The company on Wednesday introduced Chromecast, a small device that lets you stream content to your television over a WI-Fi network, using your computer, phone or tablet as a remote control. The company said its goal is to create a device with zero setup time, no learning curve, and one that works with all platforms and devices.
The $35 Chromecast is a radically different approach to TV than Google's previous failed attempt, the Nexus Q. It's smaller, cheaper and available starting today.
The two-inch dongle looks like a thumb drive and pops into the HDMI port on an HDTV. It turns your phone, tablet or computer into a remote. Choose what content you'd like to stream and the Chromecast will play it on a nearby TV.
It supports both Android and iOS devices. At Wednesday's press event, Google demonstrated the device using a Windows laptop and an iPhone.
Chromecast is streaming directly from your Wi-Fi connection, so it's not draining your device's battery. That also means you can multi-task, checking e-mail on your computer, tablet or phone while a custom YouTube playlist broadcasts on your TV.
The device currently only streams content from YouTube, Google Play and Netflix, though more apps, such as Pandora, are expected in the future. A beta feature lets you stream any tab directly from a Chrome browser running on one of your non-TV devices.
With Chromecast, Google is seeking a foothold in a small but growing field.

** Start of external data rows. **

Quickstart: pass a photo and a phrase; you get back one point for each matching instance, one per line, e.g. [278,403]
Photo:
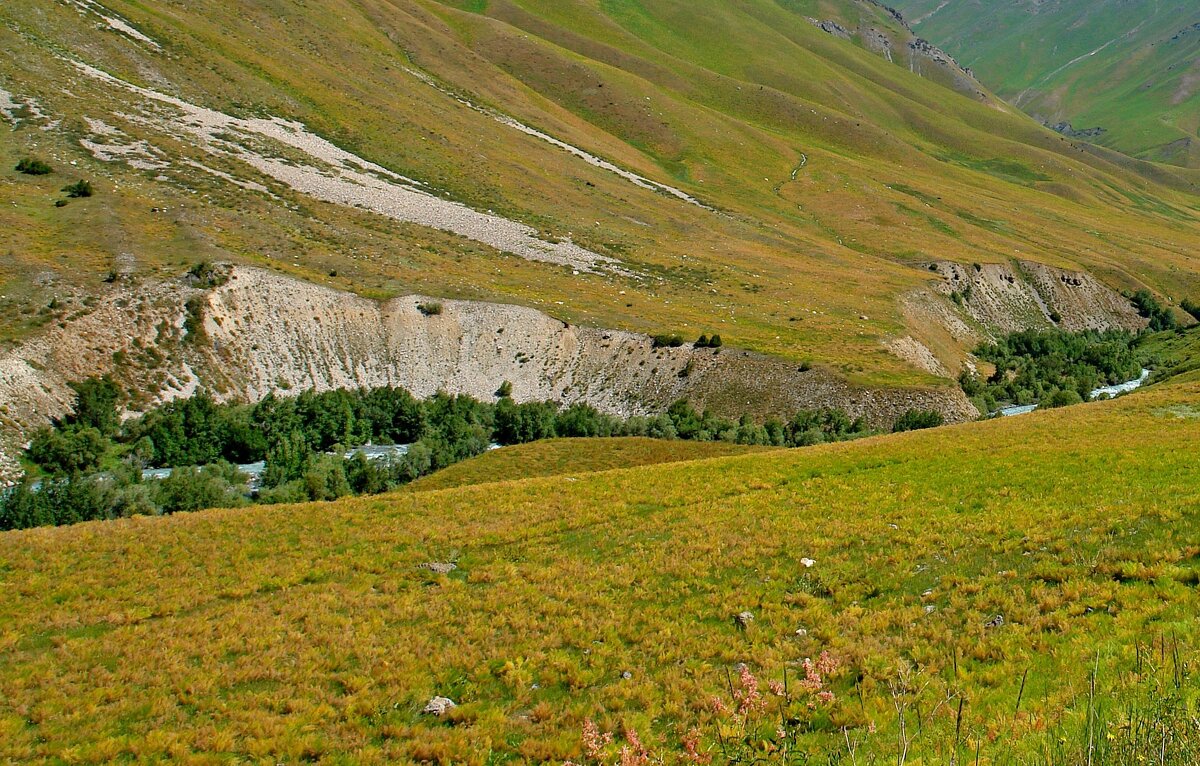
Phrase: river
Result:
[1104,390]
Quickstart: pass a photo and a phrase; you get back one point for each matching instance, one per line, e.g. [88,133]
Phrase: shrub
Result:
[1063,398]
[29,166]
[208,275]
[79,189]
[917,420]
[1161,317]
[95,405]
[67,452]
[664,340]
[195,489]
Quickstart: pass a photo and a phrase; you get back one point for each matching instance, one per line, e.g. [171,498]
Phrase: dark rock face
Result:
[1066,129]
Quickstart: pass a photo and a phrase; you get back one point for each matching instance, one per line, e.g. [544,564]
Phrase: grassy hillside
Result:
[825,163]
[982,578]
[553,458]
[1131,69]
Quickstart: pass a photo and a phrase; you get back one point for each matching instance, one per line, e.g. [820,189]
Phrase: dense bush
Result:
[79,189]
[664,340]
[918,419]
[94,464]
[1033,365]
[30,166]
[1161,317]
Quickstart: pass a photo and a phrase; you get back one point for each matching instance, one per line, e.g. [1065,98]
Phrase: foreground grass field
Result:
[826,165]
[975,582]
[552,458]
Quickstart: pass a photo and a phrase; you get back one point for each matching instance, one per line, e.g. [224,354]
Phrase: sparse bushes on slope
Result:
[79,189]
[1161,317]
[1035,365]
[664,340]
[917,420]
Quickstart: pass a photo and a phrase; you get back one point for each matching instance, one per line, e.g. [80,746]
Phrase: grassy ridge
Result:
[1127,67]
[312,632]
[831,166]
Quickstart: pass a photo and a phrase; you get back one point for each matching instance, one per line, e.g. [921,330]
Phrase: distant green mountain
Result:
[1122,73]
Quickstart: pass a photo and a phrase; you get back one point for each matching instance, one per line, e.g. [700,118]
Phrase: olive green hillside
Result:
[819,172]
[1121,75]
[991,564]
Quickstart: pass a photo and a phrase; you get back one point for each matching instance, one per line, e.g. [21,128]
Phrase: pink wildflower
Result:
[691,748]
[748,696]
[635,753]
[827,664]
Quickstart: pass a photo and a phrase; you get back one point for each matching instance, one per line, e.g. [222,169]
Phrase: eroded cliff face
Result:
[975,303]
[257,333]
[1008,297]
[264,333]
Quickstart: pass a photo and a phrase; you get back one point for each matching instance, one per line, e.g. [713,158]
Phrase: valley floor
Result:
[965,564]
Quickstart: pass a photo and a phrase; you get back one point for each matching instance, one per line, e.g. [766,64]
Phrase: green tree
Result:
[95,405]
[67,452]
[917,420]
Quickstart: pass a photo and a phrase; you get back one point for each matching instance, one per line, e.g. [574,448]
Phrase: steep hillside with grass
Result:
[655,167]
[1007,591]
[1116,73]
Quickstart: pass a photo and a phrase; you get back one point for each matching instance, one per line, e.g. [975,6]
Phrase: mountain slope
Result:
[647,166]
[1122,75]
[965,561]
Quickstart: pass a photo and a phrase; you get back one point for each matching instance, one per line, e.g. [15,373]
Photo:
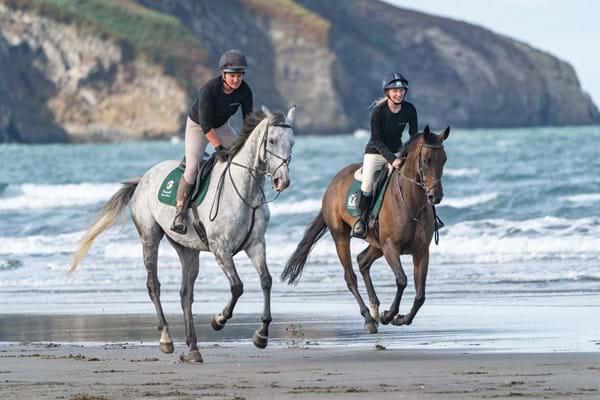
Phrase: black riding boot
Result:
[359,230]
[183,193]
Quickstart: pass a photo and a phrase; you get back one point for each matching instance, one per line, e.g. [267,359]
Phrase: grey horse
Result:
[237,222]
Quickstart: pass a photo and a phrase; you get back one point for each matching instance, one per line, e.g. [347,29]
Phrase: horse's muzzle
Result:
[280,184]
[434,198]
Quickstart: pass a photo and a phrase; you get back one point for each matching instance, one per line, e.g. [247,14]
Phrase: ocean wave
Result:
[503,241]
[461,172]
[468,201]
[583,198]
[34,196]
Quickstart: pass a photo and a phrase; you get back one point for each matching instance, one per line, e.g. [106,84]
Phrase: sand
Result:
[133,371]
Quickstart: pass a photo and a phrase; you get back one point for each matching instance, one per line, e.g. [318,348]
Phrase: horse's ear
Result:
[445,134]
[267,112]
[291,115]
[427,134]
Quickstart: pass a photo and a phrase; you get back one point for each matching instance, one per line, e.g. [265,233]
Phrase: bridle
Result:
[421,182]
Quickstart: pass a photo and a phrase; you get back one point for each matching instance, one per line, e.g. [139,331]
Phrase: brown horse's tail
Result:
[295,265]
[107,217]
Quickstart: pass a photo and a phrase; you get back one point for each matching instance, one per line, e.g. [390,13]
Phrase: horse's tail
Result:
[107,217]
[295,265]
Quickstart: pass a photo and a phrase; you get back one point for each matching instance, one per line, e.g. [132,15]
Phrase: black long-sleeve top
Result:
[387,128]
[212,108]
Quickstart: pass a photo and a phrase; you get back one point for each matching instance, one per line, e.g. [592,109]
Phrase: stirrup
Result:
[357,233]
[180,228]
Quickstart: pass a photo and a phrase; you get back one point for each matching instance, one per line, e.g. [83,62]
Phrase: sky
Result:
[568,29]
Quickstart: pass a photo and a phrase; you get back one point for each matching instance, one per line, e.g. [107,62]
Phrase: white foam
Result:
[361,133]
[33,196]
[583,198]
[298,207]
[468,201]
[502,241]
[461,172]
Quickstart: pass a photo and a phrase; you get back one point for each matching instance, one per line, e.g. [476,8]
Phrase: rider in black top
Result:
[387,128]
[388,120]
[212,108]
[208,121]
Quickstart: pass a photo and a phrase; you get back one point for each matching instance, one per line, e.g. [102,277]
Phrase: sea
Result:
[517,267]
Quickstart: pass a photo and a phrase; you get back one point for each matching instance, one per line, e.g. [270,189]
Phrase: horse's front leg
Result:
[365,260]
[225,261]
[189,268]
[392,256]
[342,246]
[421,265]
[257,254]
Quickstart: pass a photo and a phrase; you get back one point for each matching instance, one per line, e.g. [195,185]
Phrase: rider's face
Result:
[396,94]
[233,79]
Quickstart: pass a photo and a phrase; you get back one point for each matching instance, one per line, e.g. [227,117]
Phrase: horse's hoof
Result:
[216,325]
[259,340]
[371,327]
[192,357]
[167,348]
[400,320]
[386,317]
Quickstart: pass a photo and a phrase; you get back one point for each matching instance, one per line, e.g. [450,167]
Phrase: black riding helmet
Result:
[394,80]
[233,61]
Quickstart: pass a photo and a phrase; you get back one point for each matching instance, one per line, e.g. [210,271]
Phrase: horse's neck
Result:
[249,156]
[413,195]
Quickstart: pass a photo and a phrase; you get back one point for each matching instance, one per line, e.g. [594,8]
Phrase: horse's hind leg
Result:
[256,253]
[365,260]
[189,267]
[225,261]
[421,265]
[342,245]
[150,236]
[392,256]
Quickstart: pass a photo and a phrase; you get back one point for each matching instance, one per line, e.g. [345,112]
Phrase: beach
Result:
[512,299]
[132,371]
[117,357]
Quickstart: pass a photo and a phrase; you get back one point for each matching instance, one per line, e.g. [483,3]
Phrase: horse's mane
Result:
[414,140]
[250,123]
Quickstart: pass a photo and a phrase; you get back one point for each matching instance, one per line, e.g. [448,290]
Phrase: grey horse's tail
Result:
[295,265]
[106,218]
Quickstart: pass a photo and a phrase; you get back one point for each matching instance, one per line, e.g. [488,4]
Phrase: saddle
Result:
[167,193]
[382,178]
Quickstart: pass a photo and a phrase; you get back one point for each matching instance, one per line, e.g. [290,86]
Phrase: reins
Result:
[214,210]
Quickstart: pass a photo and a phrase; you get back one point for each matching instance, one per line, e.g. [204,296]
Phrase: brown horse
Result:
[406,225]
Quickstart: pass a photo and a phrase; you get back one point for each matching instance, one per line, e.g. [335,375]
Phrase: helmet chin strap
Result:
[390,99]
[227,84]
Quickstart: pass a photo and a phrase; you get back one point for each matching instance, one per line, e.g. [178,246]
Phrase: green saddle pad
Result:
[352,196]
[167,193]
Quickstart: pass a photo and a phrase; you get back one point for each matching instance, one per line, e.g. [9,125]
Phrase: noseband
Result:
[284,161]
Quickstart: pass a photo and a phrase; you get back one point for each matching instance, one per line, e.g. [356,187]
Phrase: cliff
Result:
[90,70]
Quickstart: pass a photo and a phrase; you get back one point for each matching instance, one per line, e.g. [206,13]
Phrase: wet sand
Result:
[128,371]
[117,357]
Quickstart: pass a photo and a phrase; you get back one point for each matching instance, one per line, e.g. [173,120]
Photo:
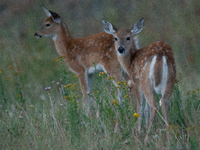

Only 15 percent of households have figured out how to watch online video on their TV sets, according to Google. The device goes head-to-head with existing Internet-on-TV solutions like Apple TV or the Roku box.
The Chromecast stick is on sale now in the Google Play store and at electronics retailers such as Best Buy, although it may not ship immediately. A purchase of Chromecast includes three months of free Netflix streaming.